Excellent conditions: Bortle 3 and a full moon (98%) but BELOW the horizon at 140 degrees from the target, so no lunar pollution is possible. For LDN 673, a dark cloud that needs a very clean background to bring out absorption structures and IFN, this dark sky is ideal. The e_margin of 2.58 stays modest, but for broadband luminance at 180s under Bortle 3 it is consistent: the background is properly lifted off the black point with no dark clipping (0%). You can stack many subs in these conditions without fear of a lunar gradient.

- the Doc

Setup

Type d'image
Brut
Télescope
SkyWatcher 150 PDS Quattro
Caméra
ZWO ASI585MM Pro
Filtre
Luminance
Monture
EQ6-R Pro
Exposition
180s
FOV
1.23°

Coherent setup: the 150 PDS Quattro Newtonian (f/4) with the ASI585MM Pro yields a 1.23 degree field, suitable for framing the LDN 673 region without losing too much of it. The sampling puts the measured FWHM around 3.4 px, meaning healthy tracking and optics for a 180s sub on the EQ6-R. Gain 252 is high on this sensor but offset 15 avoids any dark clipping and the -9.7C temperature is sound. In broadband luminance at Bortle 3 the acquisition is well configured; just stack more subs to dig into the SNR of the dark cloud.

- the Doc

The diagnosis in detail

The PSF panel is reassuring once the C cell is set aside. That zone reports FWHM 1.33/0.38 and elong 3.48 with a Moffat ellipse visibly placed on an artifact (saturated/streaked pixels, a blend), and the red reticle does not land on a clean star. As required by the safeguards, this non-conclusive measurement cannot serve as a discriminant. The automatic tracking pre-verdict and the sensor-tilt candidate rely exclusively on it, so I reject both.
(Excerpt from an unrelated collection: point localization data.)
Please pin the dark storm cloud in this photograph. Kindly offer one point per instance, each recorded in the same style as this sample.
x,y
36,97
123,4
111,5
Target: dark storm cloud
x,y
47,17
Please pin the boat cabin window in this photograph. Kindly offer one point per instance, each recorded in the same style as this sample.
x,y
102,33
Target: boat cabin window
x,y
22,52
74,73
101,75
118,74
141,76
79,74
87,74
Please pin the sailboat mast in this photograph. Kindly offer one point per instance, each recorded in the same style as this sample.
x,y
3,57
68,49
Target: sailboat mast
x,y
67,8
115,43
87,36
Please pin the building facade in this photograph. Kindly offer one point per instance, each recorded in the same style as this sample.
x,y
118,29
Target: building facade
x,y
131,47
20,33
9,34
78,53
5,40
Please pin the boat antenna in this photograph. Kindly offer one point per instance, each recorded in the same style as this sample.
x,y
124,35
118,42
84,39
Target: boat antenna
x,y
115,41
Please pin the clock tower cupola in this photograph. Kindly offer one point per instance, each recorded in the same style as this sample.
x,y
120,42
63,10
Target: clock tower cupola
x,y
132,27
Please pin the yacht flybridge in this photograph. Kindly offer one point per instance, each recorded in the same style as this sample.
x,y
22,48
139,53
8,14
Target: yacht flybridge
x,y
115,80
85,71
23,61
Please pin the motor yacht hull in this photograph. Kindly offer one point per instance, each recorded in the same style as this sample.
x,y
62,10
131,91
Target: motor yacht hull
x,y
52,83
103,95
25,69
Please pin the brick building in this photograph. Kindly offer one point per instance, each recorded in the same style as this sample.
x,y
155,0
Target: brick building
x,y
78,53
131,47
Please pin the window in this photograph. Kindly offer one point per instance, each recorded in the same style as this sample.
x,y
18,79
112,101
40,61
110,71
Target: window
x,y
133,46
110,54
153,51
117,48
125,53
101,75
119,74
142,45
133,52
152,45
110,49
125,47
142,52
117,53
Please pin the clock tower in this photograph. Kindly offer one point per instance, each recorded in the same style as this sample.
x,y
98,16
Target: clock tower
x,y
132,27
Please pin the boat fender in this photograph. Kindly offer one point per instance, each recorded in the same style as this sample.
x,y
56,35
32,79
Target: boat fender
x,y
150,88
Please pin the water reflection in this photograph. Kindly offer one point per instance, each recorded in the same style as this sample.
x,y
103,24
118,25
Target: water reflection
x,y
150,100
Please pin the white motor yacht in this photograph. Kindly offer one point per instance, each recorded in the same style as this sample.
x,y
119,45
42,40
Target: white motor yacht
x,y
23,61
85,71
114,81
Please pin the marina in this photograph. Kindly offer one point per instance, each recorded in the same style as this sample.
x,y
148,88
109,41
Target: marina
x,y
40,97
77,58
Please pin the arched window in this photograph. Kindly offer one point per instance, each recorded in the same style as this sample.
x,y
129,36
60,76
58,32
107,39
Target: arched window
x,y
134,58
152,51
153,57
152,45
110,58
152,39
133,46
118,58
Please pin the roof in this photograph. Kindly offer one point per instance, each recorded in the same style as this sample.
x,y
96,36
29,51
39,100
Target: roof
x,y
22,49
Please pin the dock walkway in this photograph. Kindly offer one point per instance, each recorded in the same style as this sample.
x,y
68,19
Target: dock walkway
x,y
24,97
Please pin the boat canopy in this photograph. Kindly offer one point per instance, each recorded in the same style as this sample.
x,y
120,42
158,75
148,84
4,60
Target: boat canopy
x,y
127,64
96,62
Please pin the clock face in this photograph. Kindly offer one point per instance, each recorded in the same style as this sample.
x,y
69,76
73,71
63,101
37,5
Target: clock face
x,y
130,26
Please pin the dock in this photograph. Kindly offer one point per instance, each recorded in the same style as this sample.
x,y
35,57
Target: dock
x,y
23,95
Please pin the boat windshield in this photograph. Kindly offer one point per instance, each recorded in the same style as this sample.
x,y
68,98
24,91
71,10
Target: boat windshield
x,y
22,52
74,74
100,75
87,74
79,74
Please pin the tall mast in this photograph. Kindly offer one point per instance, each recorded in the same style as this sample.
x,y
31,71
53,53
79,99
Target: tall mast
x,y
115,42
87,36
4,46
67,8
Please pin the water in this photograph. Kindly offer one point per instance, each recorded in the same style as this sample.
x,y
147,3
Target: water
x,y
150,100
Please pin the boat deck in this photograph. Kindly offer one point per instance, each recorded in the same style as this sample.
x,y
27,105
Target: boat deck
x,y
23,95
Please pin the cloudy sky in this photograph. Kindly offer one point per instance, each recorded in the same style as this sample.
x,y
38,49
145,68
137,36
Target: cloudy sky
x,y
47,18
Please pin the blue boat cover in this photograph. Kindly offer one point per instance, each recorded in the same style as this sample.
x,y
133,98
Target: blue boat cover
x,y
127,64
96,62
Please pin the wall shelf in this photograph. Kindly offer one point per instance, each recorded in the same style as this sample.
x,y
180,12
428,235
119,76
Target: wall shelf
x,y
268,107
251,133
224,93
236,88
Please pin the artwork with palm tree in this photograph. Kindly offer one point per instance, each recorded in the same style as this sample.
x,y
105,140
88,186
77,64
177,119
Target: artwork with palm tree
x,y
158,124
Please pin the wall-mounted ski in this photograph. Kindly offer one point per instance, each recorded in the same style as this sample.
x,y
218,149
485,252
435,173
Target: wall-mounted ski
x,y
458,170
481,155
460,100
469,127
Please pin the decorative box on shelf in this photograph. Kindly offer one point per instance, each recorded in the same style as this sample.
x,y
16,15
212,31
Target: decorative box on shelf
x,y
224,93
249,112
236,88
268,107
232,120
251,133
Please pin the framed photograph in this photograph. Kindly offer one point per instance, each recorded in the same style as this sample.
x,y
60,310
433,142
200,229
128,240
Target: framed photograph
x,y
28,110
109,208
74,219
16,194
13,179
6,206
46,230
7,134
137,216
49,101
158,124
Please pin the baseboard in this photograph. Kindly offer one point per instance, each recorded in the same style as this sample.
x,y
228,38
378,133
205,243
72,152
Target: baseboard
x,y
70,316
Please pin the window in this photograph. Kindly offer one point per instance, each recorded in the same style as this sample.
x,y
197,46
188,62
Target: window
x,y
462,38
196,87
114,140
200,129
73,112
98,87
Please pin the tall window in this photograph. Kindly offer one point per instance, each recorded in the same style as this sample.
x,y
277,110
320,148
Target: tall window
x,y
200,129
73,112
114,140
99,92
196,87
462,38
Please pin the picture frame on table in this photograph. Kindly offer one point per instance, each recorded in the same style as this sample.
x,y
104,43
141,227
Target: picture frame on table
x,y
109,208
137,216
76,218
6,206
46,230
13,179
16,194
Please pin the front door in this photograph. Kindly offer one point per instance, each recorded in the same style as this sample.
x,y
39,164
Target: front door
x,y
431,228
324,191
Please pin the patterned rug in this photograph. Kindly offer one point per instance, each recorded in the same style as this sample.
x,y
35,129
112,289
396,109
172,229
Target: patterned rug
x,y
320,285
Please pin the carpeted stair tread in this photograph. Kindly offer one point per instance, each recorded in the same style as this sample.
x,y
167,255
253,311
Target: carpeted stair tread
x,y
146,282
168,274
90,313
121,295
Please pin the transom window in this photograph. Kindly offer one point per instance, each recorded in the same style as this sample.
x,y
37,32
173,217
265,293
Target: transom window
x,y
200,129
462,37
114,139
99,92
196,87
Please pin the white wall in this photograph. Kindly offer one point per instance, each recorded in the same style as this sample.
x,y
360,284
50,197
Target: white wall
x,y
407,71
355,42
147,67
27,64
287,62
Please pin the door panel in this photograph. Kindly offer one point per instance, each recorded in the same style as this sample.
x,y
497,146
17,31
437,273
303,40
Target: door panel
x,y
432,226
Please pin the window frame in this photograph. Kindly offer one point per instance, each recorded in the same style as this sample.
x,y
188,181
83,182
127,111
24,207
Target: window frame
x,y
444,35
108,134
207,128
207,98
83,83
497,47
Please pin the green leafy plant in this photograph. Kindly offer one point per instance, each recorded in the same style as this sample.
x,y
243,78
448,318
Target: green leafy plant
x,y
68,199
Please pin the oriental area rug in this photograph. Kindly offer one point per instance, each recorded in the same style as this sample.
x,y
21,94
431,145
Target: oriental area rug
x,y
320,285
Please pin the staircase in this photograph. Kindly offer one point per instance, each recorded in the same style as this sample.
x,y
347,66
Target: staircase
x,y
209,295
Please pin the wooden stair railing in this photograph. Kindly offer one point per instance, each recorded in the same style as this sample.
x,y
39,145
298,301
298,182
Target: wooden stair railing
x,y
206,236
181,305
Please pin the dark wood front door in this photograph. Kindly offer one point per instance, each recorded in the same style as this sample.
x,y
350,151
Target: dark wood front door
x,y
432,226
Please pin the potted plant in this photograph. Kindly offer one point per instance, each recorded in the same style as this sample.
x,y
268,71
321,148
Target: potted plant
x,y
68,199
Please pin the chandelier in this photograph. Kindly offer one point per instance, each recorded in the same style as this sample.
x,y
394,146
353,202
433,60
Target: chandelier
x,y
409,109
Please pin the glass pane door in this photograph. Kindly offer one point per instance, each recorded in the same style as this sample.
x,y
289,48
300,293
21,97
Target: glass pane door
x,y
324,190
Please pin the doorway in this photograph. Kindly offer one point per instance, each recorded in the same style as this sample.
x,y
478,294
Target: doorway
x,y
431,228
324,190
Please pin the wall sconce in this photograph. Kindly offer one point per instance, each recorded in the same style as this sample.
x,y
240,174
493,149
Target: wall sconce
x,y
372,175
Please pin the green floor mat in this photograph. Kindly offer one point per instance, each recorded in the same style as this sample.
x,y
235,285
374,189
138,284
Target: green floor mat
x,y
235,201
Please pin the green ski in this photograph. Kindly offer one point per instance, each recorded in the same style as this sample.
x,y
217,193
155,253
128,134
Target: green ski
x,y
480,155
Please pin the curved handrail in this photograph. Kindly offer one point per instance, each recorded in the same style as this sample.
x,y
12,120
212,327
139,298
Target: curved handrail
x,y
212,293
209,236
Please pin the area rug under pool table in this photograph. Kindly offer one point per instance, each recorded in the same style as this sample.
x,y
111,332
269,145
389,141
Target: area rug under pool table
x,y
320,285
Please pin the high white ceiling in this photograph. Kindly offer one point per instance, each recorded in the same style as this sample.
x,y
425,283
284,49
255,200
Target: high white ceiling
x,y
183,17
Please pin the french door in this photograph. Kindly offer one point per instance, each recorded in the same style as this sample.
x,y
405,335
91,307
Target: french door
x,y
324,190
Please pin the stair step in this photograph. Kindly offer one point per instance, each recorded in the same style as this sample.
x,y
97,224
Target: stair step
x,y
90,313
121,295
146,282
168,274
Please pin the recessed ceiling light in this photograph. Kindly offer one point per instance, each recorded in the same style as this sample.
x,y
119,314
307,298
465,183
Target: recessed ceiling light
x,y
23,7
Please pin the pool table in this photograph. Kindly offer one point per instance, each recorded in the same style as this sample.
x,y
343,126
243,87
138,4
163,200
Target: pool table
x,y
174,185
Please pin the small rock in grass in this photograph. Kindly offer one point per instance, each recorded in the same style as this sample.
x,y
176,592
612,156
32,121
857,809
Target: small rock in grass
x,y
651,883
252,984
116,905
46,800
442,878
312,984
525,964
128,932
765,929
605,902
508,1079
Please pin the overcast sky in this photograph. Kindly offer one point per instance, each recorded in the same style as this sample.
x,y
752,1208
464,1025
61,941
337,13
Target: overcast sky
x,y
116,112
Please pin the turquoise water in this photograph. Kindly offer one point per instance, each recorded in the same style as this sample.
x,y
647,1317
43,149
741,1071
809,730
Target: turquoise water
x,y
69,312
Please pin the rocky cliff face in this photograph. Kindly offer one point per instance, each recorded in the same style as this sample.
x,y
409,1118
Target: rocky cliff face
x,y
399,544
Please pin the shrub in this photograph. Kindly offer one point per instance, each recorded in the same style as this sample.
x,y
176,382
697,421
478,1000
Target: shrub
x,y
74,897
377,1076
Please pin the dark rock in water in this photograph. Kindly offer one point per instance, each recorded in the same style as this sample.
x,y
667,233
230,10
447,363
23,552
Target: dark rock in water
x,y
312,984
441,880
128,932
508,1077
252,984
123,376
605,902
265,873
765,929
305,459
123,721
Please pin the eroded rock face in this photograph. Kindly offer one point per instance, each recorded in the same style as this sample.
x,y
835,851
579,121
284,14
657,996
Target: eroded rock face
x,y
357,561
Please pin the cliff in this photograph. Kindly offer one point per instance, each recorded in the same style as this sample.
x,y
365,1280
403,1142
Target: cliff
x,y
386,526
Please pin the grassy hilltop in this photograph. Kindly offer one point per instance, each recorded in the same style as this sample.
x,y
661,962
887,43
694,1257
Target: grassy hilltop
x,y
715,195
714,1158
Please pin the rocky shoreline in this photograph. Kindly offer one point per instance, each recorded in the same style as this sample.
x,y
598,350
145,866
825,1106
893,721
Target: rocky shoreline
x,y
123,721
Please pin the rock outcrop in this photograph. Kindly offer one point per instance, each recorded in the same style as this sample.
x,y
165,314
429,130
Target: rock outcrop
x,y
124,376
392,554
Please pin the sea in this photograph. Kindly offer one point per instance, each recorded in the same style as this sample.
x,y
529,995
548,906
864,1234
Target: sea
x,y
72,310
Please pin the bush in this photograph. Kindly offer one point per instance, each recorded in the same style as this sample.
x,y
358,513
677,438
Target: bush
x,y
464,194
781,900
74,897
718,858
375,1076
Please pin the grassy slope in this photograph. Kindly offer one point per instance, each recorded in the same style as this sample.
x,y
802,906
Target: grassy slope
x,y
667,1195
The eight other zones tell the opposite story: elong from 1.04 to 1.12, all at or below a mono camera floor, with remarkably uniform FWHM (3.3 to 3.7 px) between center and corners, a corner/center ratio close to 1 once C is excluded. There is no readable diagonal asymmetry (the PAs are scattered, not aligned), hence no real tilt signature; no coherent directional elongation, hence no tracking drift. Focus is good and the EQ6-R held the 180s without flinching.

The measured background (+30% radial, R-squared 0.18) corresponds to the region's nebulosity, not vignetting. The DSS confirms a star-rich field with dark absorption, consistent with LDN 673. As it stands this is a healthy sub: the priority is simply to stack enough exposures to reveal the dark cloud and the faint IFN.